Top executives from Starbucks, Google and Amazon faced questions about the tax affairs of the three US multinationals when they appeared before Britain’s Public Accounts Committee (PAC) yesterday.



The PAC, which is responsible for monitoring government financial affairs, accused the companies of diverting profits away from Britain by using a variety of “unjust” accounting tactics.

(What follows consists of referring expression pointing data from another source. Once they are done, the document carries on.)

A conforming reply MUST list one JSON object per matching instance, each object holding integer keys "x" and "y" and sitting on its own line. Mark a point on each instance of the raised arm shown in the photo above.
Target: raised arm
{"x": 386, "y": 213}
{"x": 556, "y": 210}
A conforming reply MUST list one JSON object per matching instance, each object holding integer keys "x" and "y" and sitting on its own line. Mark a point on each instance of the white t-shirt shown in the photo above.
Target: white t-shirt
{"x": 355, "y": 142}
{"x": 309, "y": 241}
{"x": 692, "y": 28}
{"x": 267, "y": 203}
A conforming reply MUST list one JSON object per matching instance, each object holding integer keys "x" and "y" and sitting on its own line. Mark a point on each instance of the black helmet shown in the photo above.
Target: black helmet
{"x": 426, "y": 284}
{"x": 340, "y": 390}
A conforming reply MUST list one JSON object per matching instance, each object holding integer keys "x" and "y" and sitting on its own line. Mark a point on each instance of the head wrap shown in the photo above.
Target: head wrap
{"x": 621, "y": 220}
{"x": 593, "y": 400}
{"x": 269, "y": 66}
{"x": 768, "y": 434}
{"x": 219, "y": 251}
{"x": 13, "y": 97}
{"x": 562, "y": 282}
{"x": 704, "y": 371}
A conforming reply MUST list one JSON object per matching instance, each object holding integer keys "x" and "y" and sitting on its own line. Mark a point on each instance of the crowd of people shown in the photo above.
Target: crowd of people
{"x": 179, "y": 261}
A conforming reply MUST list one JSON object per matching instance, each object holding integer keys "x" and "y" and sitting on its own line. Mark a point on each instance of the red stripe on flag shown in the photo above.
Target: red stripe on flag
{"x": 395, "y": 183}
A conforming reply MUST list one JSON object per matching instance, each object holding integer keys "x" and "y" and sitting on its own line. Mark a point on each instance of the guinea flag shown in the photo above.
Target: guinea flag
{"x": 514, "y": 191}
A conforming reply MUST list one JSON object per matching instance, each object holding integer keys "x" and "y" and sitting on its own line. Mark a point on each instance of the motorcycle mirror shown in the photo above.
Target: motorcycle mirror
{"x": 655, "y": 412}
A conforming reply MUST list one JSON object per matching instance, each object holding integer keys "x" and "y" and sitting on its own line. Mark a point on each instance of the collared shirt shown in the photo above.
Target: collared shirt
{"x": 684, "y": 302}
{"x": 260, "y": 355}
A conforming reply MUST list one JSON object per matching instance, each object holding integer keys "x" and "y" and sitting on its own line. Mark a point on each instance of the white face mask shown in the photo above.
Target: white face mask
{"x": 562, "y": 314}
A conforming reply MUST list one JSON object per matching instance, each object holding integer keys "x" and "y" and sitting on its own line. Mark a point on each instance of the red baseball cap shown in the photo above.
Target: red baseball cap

Global coffee-chain Starbucks, which reported a taxable profit only once in its 15 years of operating in the UK, admitted that Dutch tax authorities had granted a special deal on its European headquarters in Amsterdam, which receives royalties from its UK businesses.
 
Meanwhile, Google’s northern Europe vice-president, Matt Brittin, openly admitted that the choice to sell advertising space in the Republic of Ireland was made because of its favourable 12.5% corporation tax rate. It recently emerged that Google had paid just £6m in UK corporation tax on revenues of £395m in 2011.
 
Online retailer Amazon was accused of channelling its European sales through its Luxembourg headquarters in order to keep tax rates on its foreign profits at 11%. Amazon generated sales of more than £3.3bn in the UK last year but paid no corporation tax on its profits, according to a report by the Guardian. Amazon’s director of public policy, Andrew Cecil, maintained that the company had never publicly disclosed the country-by-country breakdown of its European sales. However, he did admit that Amazon has received a $252million demand for back taxes from French tax authorities.
 
The executives of all three companies maintained that there are valid reasons for the tax arrangements and that they are operating within the law.
 
Chairman of the PAC, Margaret Hodge MP, told the executives: ‘We’re not accusing you of being illegal, we are accusing you of being immoral.’